When we remember the effect which electricity has upon the plane of polarized light, it would seem that Hertz's wave-lengths are of an entirely different order from what they should he. How can electrical wave-lengths of one metre be in any way associated with light-waves of less than one billionth of a millimetre? Whatever we have known of the wave lengths of the ether, in radiant heat and light, has always been of that infinitesimal order. Still, should the velocity of propagation of electrical waves be much greater than has been supposed, then with these large wave-lengths the times of oscillation could be of the same order as those of light.
Hertz, however, has a system of stationary waves, and it would seem that no direct calculations could give a correct value for the time of oscillation. This can be shown by moving a long trough of water. By holding one end in the hand, suitable impulses can be given so as to produce any desired wave-lengths. Should Hertz be wrong in his conclusions, still the impulse which he has given in this direction is sure to fructify.
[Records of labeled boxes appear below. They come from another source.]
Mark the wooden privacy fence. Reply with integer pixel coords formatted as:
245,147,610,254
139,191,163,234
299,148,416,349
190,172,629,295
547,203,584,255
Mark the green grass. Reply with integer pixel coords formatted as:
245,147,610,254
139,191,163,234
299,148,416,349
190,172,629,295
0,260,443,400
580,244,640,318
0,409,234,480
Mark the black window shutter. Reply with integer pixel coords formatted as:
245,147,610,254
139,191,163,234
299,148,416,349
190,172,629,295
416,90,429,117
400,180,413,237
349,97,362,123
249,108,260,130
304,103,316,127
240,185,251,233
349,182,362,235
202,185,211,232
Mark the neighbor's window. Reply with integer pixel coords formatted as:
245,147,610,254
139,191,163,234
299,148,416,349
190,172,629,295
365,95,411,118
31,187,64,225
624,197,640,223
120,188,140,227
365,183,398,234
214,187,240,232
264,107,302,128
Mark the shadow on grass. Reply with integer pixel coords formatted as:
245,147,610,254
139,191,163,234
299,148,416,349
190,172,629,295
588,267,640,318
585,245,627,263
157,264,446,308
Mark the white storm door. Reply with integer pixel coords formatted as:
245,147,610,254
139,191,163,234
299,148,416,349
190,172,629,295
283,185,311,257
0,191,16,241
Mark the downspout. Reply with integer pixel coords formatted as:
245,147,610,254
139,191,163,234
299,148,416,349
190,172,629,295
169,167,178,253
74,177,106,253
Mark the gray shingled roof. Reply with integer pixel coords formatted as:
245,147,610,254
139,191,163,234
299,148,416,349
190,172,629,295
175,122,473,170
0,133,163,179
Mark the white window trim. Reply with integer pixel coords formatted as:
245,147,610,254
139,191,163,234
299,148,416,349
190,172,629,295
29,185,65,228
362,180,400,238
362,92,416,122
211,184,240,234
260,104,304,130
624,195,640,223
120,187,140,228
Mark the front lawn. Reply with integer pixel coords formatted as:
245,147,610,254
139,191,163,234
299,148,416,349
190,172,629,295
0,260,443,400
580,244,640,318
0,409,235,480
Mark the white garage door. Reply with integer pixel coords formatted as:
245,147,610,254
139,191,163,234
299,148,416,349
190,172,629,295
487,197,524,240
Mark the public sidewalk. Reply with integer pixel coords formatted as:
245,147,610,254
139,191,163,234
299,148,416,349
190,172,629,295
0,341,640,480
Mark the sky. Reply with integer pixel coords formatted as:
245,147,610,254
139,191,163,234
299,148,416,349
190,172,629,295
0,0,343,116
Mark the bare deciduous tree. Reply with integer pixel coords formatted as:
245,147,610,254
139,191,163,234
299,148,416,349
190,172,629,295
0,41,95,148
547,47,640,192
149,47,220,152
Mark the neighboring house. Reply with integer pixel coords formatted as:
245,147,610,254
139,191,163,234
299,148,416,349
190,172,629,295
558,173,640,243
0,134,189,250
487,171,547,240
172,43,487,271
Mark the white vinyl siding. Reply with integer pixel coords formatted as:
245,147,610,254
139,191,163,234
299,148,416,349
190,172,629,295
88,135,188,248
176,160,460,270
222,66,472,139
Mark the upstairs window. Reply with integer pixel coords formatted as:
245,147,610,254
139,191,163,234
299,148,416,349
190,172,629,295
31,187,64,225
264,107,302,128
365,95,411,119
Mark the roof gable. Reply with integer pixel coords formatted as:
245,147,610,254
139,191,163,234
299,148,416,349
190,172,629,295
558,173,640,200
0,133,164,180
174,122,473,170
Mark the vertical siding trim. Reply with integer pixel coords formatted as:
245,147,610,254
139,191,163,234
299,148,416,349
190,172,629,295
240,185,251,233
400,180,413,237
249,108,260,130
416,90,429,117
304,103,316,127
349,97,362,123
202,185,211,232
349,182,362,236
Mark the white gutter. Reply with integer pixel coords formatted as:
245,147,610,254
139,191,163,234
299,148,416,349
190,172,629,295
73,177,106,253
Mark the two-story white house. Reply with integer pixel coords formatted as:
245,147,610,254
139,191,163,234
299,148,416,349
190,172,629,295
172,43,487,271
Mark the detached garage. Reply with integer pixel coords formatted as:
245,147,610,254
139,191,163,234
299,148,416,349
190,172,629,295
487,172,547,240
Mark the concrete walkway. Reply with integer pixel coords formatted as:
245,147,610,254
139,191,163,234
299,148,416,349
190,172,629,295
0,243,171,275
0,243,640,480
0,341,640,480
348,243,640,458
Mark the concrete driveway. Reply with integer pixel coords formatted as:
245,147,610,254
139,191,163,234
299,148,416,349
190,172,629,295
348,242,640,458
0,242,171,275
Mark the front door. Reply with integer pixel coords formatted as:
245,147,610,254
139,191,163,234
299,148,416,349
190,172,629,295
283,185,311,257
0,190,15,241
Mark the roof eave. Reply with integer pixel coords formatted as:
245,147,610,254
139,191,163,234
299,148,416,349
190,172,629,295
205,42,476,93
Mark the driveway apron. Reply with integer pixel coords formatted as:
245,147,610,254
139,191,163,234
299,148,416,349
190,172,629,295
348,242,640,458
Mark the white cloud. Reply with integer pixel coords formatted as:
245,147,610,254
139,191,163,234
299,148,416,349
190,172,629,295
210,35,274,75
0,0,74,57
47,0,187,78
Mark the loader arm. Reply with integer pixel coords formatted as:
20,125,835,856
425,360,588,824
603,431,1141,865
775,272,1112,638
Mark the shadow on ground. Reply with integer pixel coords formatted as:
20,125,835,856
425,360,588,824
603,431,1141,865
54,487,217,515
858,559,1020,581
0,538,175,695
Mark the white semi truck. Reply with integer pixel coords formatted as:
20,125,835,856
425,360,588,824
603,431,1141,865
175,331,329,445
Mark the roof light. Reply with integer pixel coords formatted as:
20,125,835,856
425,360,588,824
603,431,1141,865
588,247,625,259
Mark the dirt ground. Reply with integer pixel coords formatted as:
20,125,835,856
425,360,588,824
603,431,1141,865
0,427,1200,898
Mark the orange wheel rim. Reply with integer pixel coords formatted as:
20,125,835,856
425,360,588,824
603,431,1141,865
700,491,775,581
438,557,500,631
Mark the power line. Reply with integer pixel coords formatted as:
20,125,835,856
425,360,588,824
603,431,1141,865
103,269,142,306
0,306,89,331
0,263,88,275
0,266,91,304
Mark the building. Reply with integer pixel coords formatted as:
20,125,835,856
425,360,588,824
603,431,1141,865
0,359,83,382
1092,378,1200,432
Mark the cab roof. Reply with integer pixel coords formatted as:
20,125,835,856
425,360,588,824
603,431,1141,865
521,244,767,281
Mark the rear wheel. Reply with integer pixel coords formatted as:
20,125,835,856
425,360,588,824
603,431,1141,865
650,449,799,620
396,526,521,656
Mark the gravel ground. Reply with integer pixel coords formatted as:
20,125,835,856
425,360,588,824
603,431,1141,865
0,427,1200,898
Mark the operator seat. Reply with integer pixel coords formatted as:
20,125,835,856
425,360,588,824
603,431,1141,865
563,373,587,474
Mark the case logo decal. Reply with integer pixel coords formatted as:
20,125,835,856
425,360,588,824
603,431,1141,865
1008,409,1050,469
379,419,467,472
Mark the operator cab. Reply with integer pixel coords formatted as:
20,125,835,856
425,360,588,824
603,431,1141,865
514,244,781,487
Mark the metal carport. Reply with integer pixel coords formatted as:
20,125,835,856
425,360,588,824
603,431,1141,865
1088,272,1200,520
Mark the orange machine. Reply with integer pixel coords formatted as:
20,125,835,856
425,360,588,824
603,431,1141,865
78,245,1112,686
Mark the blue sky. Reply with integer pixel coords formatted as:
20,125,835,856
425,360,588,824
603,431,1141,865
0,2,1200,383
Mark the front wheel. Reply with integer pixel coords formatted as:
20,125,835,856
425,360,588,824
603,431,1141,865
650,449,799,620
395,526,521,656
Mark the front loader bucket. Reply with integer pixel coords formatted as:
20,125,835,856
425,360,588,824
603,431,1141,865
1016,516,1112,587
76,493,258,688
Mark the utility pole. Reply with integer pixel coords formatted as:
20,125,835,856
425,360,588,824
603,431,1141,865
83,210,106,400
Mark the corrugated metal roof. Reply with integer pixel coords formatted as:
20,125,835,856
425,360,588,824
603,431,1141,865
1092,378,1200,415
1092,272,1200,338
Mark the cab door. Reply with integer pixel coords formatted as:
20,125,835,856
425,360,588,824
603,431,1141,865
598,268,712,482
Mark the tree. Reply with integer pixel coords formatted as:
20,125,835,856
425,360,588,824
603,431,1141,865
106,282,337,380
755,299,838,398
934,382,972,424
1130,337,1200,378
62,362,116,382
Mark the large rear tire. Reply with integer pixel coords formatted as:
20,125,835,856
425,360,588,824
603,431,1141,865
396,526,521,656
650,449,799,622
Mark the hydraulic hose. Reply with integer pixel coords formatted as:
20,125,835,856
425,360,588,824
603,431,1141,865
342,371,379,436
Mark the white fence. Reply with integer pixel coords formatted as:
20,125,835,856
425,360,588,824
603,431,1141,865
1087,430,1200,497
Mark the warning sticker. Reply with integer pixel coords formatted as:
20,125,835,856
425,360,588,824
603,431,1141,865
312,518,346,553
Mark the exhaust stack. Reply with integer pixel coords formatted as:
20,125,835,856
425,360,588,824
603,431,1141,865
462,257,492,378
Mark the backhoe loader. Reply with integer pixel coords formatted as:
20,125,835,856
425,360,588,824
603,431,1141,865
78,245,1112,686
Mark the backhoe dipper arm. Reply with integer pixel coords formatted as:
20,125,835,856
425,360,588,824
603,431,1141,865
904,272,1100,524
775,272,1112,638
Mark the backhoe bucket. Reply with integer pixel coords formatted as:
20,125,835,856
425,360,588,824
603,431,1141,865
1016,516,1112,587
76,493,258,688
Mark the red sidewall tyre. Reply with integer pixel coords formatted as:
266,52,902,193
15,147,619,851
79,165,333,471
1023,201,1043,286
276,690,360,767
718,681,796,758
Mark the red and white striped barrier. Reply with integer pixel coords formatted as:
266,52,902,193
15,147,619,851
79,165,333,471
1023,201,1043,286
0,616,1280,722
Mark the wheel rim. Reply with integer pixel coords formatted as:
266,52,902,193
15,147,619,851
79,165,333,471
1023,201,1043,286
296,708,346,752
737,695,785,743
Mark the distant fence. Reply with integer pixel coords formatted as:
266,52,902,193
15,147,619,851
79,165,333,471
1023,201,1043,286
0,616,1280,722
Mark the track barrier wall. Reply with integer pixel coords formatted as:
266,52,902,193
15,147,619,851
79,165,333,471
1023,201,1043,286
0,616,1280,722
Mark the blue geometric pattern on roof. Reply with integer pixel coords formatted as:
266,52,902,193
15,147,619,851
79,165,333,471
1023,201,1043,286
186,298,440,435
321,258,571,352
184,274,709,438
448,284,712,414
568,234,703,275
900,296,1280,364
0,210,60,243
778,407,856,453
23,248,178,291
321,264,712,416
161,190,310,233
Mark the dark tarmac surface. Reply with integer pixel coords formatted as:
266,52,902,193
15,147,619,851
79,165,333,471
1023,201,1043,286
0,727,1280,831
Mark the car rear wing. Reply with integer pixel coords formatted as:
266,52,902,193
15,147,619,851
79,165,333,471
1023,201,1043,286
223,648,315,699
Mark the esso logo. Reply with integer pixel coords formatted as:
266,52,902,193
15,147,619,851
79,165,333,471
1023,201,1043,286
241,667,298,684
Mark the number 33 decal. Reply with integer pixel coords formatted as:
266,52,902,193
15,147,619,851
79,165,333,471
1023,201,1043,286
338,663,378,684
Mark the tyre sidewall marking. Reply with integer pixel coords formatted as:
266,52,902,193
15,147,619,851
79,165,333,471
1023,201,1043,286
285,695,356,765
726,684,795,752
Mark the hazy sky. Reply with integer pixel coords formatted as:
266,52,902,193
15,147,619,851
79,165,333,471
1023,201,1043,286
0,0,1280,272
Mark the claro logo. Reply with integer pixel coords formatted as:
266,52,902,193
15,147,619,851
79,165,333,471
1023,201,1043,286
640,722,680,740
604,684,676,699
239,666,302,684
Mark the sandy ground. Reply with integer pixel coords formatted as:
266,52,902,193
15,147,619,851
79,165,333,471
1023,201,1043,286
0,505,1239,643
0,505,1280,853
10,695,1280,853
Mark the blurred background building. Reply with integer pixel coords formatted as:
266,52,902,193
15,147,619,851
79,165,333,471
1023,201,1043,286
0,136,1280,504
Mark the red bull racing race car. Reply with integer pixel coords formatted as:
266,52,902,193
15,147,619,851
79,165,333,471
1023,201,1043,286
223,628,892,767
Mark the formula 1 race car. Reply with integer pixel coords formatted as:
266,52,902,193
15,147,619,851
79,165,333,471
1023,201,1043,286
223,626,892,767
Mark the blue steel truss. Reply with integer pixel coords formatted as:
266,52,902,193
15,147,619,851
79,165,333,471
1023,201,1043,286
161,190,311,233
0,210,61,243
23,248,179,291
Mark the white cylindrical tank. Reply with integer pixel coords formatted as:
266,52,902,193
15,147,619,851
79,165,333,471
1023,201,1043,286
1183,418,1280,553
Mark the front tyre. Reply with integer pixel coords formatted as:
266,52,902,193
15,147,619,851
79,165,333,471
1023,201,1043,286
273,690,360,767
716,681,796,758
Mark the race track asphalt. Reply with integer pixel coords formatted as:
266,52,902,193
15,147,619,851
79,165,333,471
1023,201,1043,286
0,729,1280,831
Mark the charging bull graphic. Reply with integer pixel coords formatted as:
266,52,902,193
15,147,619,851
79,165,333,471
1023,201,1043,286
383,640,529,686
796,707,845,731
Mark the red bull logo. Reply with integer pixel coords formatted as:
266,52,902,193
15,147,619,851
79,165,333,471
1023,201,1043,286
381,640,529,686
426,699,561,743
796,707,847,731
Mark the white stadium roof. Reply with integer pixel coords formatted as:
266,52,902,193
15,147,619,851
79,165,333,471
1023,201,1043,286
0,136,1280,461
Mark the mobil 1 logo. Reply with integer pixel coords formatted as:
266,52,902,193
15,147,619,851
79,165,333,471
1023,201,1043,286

It is possible that induction may be found to be a phenomenon of pure wave-motion, and that it can be likened directly to radiation. Could we then carry the comparison still further, and say that a conductor is an opaque medium; that a dielectric is transparent—then we would likely soon be constructing electrical lenses, would be detecting electrical refraction, diffraction, and possibly be constructing an electrical spectrum. Doubtless, if not this, some similar thing will develop, and no young physicist need then say that all the things in physics have already been discovered and measured.
- ↑ Read before the Mathematical Physical Club of Boston and Cambridge, December 17, 1888.